Another issue is calcified aorta, which is always a concern when surgeons try to clamp it. Transcatheter aortic valve insertion (TAVI) + off-pump CABG is the procedure of choice for patients with aortic valve stenosis, porcelain aorta and coronary ostial stenosis [3]. However, conventional AVR is required for patients with AR. In such cases, clamping the calcified aorta can cause embolization. Because calcification extended over the entire ascending aorta and proximal aortic arch in our case, we avoided clamping it and used hypothermic circulatory arrest. Takami et al. used short-term moderate hypothermic circulatory arrest for 3–4 min at a rectal temperature of 29 °C for internal inspection of the calcified aorta in patients requiring aortic/mitral valve surgery or coronary surgery. They performed debridement of calcification using a Cavitron Ultrasonic Surgical Aspirator (Tyco Healthcare, Mansfield, Mass) to apply safe crossclamping for selected patients [4]. This is applicable for some patients. However, pseudoaneurysm formation is another concern. Furthermore, we believe that the possibility of embolism is still higher than with graft replacement under circulatory arrest. On the other hand, any maneuver under direct vision using hypothermic circulatory arrest is accurate. We used a technique of circumferential calcified intimal removal and reinforcement with Teflon felt strips. The adventitia was thick and looked strong because TA might have been in the chronic phase. We made the anastomotic site using the thicker adventitia and Teflon felt strips both inside and outside the aorta. This technique contributed to avoiding bleeding from the suture holes.
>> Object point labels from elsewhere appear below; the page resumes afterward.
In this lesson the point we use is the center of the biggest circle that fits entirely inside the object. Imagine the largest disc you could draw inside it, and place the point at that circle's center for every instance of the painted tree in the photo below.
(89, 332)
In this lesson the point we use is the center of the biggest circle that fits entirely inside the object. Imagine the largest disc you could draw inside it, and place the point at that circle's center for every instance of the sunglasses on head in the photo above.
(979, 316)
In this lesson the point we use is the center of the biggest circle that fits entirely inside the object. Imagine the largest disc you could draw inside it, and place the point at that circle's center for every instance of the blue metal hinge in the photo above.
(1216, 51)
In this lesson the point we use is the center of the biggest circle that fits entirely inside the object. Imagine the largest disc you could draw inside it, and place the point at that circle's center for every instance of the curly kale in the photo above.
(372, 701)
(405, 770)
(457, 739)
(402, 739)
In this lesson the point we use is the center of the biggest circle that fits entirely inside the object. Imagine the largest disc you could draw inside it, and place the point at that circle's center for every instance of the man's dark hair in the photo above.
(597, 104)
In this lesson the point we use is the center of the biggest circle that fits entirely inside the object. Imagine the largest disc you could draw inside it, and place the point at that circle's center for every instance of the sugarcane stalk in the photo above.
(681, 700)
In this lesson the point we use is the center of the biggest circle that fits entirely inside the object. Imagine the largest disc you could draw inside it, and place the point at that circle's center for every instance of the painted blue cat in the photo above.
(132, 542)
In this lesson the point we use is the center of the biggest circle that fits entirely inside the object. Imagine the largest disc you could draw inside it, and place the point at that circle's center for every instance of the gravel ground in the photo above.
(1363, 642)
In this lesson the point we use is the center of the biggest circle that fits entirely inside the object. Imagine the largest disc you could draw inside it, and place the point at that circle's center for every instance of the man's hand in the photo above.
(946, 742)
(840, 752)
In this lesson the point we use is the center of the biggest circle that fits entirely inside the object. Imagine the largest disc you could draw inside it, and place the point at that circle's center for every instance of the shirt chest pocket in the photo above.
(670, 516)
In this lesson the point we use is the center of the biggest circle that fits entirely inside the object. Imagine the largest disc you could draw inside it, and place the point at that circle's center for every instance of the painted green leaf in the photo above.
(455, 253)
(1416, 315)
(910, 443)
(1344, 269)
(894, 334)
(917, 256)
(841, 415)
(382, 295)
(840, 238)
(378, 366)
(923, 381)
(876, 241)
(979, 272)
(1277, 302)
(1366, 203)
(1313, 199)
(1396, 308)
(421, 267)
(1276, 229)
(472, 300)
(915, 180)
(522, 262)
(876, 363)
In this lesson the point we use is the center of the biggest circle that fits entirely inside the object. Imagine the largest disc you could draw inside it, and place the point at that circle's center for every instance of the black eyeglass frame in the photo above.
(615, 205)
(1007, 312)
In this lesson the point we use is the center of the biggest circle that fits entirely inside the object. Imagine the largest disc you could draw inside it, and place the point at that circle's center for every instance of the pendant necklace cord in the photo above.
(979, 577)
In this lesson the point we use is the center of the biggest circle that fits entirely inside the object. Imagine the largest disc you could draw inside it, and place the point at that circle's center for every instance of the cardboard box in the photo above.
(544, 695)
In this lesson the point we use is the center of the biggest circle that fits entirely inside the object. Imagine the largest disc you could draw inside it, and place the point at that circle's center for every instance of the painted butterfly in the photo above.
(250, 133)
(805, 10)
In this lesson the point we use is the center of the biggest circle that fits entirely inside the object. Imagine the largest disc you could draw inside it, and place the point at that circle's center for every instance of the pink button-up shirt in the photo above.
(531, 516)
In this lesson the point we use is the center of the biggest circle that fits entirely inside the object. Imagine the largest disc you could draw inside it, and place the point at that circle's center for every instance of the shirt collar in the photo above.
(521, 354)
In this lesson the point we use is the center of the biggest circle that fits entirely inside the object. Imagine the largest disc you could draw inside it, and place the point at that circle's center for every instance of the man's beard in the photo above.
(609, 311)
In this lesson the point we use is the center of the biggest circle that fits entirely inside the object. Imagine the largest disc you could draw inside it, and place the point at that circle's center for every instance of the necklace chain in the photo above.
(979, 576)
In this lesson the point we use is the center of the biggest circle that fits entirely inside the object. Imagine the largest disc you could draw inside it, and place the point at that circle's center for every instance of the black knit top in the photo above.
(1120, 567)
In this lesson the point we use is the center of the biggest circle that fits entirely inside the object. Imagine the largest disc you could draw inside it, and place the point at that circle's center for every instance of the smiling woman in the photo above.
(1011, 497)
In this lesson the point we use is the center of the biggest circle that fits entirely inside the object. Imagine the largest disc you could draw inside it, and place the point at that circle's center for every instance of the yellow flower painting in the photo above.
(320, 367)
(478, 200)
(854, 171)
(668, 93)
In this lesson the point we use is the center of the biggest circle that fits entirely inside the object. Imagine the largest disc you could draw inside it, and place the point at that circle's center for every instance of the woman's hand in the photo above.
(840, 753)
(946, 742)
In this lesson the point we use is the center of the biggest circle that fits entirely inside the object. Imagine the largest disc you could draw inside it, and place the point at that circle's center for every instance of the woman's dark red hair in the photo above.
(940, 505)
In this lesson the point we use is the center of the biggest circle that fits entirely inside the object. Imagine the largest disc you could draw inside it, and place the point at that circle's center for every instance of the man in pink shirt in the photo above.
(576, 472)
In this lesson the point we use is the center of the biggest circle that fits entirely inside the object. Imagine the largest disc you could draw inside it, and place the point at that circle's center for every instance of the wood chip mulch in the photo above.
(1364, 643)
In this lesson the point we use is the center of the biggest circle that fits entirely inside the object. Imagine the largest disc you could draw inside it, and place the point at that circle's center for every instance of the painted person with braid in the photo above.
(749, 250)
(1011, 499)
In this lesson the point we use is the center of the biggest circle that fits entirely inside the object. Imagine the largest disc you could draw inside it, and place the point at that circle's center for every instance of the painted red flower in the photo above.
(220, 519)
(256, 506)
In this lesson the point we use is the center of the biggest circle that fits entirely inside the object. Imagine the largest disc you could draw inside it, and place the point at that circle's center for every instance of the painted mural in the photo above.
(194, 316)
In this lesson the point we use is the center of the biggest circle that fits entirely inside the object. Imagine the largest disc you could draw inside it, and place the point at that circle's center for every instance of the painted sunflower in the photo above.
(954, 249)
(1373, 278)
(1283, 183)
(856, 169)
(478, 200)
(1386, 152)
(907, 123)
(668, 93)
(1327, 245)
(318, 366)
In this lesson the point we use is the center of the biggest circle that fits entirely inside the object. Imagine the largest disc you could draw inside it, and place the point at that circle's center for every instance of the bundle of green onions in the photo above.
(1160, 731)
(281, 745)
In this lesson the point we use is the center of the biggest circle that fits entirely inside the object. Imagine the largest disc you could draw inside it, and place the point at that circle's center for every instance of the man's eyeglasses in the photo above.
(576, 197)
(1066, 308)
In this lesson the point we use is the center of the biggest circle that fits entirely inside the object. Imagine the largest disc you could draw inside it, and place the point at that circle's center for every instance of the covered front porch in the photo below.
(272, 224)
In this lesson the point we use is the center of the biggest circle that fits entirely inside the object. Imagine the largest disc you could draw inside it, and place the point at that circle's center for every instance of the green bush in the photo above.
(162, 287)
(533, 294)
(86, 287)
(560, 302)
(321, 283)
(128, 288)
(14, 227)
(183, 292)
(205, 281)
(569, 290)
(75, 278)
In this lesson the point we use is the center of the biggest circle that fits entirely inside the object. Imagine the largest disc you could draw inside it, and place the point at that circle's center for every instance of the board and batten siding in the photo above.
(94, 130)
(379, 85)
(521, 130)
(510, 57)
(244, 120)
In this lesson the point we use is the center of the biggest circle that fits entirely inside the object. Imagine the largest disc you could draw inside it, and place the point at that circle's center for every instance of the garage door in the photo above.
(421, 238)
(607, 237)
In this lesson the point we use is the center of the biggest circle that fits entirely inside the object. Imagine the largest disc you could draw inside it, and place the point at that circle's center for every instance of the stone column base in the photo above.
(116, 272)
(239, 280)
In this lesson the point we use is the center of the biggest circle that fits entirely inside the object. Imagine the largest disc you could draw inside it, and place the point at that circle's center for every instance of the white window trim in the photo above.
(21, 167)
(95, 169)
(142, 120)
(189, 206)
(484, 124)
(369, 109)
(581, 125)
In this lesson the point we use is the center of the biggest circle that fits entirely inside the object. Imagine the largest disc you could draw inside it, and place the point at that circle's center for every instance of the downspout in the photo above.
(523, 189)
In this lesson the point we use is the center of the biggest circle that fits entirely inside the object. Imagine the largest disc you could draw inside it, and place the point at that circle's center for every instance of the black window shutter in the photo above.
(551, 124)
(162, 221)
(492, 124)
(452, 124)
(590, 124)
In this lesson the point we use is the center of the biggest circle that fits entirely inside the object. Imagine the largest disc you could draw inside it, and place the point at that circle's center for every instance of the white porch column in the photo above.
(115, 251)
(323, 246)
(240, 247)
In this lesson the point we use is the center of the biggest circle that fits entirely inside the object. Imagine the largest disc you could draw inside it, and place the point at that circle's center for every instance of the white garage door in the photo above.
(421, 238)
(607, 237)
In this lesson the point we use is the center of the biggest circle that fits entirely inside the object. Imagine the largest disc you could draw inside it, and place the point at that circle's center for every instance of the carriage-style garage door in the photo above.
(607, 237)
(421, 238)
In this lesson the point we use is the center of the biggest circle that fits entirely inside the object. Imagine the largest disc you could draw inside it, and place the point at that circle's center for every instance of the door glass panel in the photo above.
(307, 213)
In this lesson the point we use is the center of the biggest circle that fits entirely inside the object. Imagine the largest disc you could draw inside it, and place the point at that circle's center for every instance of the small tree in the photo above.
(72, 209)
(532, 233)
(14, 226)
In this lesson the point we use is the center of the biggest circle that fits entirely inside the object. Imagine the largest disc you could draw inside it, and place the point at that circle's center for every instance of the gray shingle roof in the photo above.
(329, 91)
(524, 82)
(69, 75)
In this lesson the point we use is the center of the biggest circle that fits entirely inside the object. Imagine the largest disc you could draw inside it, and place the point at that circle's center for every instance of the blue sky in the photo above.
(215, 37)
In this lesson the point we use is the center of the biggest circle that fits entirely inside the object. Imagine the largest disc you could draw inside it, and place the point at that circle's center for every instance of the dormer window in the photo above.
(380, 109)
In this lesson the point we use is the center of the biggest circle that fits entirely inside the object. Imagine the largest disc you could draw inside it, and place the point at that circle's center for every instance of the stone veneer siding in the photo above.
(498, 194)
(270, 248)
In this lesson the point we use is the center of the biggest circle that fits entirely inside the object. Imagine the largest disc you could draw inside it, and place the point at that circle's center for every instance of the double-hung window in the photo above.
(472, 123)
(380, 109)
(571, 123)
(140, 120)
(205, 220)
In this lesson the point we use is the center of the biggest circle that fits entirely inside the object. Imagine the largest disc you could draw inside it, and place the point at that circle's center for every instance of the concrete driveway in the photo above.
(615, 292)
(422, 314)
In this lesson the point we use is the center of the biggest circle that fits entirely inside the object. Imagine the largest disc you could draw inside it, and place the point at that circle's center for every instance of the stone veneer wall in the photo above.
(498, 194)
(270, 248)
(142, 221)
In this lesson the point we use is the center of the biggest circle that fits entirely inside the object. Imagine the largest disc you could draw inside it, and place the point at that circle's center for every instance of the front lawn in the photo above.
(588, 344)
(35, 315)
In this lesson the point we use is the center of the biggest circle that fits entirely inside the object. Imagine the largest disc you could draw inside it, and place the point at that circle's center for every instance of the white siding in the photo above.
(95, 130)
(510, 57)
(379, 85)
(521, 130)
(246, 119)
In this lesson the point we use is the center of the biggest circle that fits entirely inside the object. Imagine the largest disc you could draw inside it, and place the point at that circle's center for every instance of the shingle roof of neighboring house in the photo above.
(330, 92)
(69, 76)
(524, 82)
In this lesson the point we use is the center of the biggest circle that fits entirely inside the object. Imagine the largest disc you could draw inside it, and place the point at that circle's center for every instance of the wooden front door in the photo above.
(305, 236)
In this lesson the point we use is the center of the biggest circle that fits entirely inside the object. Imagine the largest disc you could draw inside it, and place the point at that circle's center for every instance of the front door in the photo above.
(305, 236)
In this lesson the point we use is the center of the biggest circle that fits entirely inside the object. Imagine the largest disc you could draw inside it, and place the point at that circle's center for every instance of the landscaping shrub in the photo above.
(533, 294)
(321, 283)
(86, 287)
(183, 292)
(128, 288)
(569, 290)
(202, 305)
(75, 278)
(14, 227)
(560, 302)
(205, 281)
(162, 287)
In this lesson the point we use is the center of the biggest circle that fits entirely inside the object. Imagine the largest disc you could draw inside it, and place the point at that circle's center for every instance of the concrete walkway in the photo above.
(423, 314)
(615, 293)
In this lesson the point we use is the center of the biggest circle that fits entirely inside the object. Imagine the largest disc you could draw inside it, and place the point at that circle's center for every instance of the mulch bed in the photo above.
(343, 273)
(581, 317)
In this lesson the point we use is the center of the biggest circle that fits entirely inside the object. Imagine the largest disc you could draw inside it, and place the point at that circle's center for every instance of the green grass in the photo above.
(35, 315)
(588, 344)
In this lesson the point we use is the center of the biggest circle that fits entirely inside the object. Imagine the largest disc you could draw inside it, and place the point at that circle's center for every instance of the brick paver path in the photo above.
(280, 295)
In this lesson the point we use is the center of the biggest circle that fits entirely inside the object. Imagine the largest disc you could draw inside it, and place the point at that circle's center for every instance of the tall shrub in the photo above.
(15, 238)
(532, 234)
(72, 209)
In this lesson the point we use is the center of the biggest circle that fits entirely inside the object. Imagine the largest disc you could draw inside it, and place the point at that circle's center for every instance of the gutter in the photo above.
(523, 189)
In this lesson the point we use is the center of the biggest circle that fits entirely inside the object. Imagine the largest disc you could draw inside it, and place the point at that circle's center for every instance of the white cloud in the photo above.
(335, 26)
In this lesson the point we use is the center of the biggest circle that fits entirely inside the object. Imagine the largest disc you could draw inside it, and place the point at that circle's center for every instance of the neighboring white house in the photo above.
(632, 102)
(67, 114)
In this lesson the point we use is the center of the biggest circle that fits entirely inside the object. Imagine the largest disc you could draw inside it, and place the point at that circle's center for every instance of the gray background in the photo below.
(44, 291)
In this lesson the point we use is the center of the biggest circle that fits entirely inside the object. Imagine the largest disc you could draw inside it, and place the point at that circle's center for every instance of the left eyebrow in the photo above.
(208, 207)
Another issue is how to acquire good visualization of the proximal arch during hypothermic circulatory arrest. The proximal aortic arch was severely calcified, and its diameter was normal. Usual elasticity of the aorta was lost. It seemed difficult to obtain good visualization and enough time to apply the abovementioned technique using usual antegrade selective cerebral perfusion (ASCP) in which three perfusion cannulas are inserted into the innominate artery, left common carotid artery and LSCA, respectively. We considered that three cannulas in the calcified proximal aortic arch with normal size would prevent us from performing any maneuvers. Although controversy exists whether UCP can provide sufficient blood supply to both the left and right hemispheres compared to usual ASCP, we believe it is acceptable in emergent surgery [5]. In fact, in this hemodynamically unstable patient, we did not have enough time to perform head CT angiography or head magnetic resonance imaging/magnetic resonance angiography preoperatively. UCP provided us good visualization and enough time to perform distal anastomosis.

Conclusion

Although the patient did not have active phase TA, LMT stenosis progressively worsened over a short period. The technique of circumferential calcified intimal removal and reinforcement with felt strips was effective for secure anastomosis and avoiding bleeding from the suture holes in the porcelain aorta. UCP from the RAXA provided good visualization and sufficient time to perform distal anastomosis.